Titled “Afrobeats: Lower Frequencies of Contemporary African Sounds,” the symposium included a series of presentations on Afrobeats, a pop and dance music style largely credited to West African artists primarily in Nigeria and Ghana.
Afrobeats music draws from a variety of genres throughout Africa and the African diaspora. Popular Afrobeats artists today include Burna Boy, Wizkid and Fireboy DML.
In addition to 13 presentations, both in-person and virtual, the symposium included a tour of Northwestern’s Melville J. Herskovits Library for African Studies and a panel with Afrobeats artists Mike Abrantie and Alexandria Eregbu.
The symposium was convened by performance studies and Black studies Prof. Dotun Ayobade and Ph.D. students Olabanke Oyinkansola Goriola and Nnaemeka Ekwelum. Goriola also presented a paper she co-authored with Ayobade about Burna Boy’s single “Monsters You Made” and its relation to the Nigerian #EndSARS movement.
Ayobade said he believes discussing Afrobeats in an academic setting shows the genre is more than just musical entertainment. He hopes to show the intellectual side of contemporary African thought through the ways it’s expressed in pop culture, Ayobade added.
“It’s not just the entertainment and the vibe and the bounce of (Afrobeats),” Ayobade said. “There are histories that one can and should account for … In many cases, artists are standing on histories and issues of cultural practice, histories and issues of music-making, and histories and issues of resistance and political organizing.”
One of the symposium’s goals was to give space to the complexity and nuance of thought behind African popular culture, which often gets “flattened” when it makes its way to the West, according to Ayobade.

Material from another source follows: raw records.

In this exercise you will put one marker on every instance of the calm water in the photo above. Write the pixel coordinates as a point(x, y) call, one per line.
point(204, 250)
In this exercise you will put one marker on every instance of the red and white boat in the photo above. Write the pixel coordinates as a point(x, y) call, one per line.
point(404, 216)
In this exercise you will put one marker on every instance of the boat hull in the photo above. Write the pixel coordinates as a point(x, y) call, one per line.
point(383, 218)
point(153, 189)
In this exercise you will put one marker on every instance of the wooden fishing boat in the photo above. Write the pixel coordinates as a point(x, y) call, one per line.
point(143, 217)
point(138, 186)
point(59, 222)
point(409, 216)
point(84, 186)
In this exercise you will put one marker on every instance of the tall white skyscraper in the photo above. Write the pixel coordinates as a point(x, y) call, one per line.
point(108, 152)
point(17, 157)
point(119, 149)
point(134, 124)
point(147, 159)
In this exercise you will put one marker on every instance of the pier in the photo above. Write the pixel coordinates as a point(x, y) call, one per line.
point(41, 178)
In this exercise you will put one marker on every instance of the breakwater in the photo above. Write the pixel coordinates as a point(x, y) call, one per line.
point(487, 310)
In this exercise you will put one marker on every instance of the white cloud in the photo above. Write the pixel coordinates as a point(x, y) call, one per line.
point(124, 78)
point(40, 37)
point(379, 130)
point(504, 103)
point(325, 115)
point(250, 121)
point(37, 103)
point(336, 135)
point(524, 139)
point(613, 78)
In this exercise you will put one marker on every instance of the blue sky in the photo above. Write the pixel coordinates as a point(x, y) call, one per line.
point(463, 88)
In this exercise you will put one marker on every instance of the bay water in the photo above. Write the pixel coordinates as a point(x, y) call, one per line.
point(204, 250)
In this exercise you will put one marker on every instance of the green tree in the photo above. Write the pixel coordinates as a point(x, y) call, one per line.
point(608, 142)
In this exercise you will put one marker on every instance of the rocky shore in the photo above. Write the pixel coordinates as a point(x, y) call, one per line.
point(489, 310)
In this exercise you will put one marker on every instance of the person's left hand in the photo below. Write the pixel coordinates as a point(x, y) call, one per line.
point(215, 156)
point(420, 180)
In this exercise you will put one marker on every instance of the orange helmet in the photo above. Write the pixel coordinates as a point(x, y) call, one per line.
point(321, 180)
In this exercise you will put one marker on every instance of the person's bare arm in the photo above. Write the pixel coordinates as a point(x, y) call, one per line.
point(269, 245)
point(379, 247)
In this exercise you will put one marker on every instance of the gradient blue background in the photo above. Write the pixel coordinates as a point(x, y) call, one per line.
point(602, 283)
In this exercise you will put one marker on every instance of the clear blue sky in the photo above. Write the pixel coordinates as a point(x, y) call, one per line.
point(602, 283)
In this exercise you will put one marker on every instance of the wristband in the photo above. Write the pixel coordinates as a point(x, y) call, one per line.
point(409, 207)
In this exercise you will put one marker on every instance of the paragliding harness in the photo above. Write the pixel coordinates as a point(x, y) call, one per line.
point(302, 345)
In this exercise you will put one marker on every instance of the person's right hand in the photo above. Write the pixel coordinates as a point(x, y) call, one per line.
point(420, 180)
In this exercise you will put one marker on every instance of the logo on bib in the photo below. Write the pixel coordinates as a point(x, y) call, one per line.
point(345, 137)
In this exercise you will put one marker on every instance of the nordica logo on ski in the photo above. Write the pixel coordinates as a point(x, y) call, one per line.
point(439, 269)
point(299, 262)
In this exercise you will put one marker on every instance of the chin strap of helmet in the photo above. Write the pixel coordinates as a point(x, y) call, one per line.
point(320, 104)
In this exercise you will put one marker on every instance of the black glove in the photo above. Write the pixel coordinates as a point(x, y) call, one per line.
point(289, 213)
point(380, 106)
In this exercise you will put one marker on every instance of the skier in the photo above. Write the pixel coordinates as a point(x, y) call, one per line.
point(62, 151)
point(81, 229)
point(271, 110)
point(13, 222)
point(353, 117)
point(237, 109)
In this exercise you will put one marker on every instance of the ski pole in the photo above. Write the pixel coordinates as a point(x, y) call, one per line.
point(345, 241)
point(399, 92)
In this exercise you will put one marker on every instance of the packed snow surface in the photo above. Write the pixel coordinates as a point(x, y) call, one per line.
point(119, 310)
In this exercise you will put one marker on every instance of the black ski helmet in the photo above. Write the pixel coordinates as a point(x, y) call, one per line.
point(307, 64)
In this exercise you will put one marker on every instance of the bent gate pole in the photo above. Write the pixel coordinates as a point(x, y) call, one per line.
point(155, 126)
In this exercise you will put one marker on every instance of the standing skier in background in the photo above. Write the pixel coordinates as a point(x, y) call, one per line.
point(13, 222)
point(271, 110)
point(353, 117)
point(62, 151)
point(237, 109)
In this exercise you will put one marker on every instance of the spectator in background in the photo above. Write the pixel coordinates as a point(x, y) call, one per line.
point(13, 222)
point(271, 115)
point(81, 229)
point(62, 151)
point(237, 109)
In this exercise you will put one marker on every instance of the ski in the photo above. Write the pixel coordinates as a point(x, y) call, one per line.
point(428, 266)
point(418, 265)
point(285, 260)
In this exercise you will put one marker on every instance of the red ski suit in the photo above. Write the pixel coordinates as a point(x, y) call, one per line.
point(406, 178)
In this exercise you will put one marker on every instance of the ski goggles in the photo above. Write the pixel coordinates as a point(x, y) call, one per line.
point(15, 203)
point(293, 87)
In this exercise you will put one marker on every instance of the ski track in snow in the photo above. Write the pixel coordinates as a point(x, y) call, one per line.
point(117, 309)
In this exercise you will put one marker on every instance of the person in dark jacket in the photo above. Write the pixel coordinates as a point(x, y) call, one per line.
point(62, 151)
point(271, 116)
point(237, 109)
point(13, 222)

University of Cape Town graduate student Amogelang Maledu presented on the saying “monate mpolaye,” which means “good times, kill me.” and how it connects to Amapiano, a type of dance-music originating in her home city of Pretoria, South Africa. She also discussed how South African youth embrace “excess” to comment on their continued marginality after the formal end of Apartheid.
Like Ayobade, Maledu said she feels Afrobeats goes beyond entertainment.
“It becomes important that even in academia, (Afrobeats) is taken seriously because often music is considered entertainment and it ends at that,” Maledu said. “But there’s so much that music signals outside of consumption and disposability in the way that popular culture is always considered.”
Several presenters engaged with other presentations through Q&A sessions after their talks.
Marquette University graduate student Ayodele Ibiyemi was both a presenter and an audience member. Ibiyemi, who presented on the impact of the African diaspora on Afrobeats, said it was especially illuminating for him to hear University of Pennsylvania Ph.D. student Kingsley Okyere’s virtual presentation on “Ghanianess, Nigernianess, and Afrobeats’ Sonic Aesthetics.”
“(Okyere) is a musicologist — it’s really good to see someone actually do the technical analysis of Afrobeats,” Ibiyemi said. “I’m a literary critic. I’m in the Department of English, so I’ve seen perspectives from musicologists, anthropologists and people all over media studies. But his panel was really illuminating for me.”
Okyere’s Friday afternoon presentation concluded the day.
Ibiyemi, like Ayobade and Maledu, echoed that Afrobeats is more than entertainment.
“(Afrobeats) is a billion-dollar industry,” Ibiyemi said. “So, if something is that huge, then we should start talking about it as academics.”
Correction: A previous version of this article misspelled Dotun Ayobade’s name. The Daily regrets the error.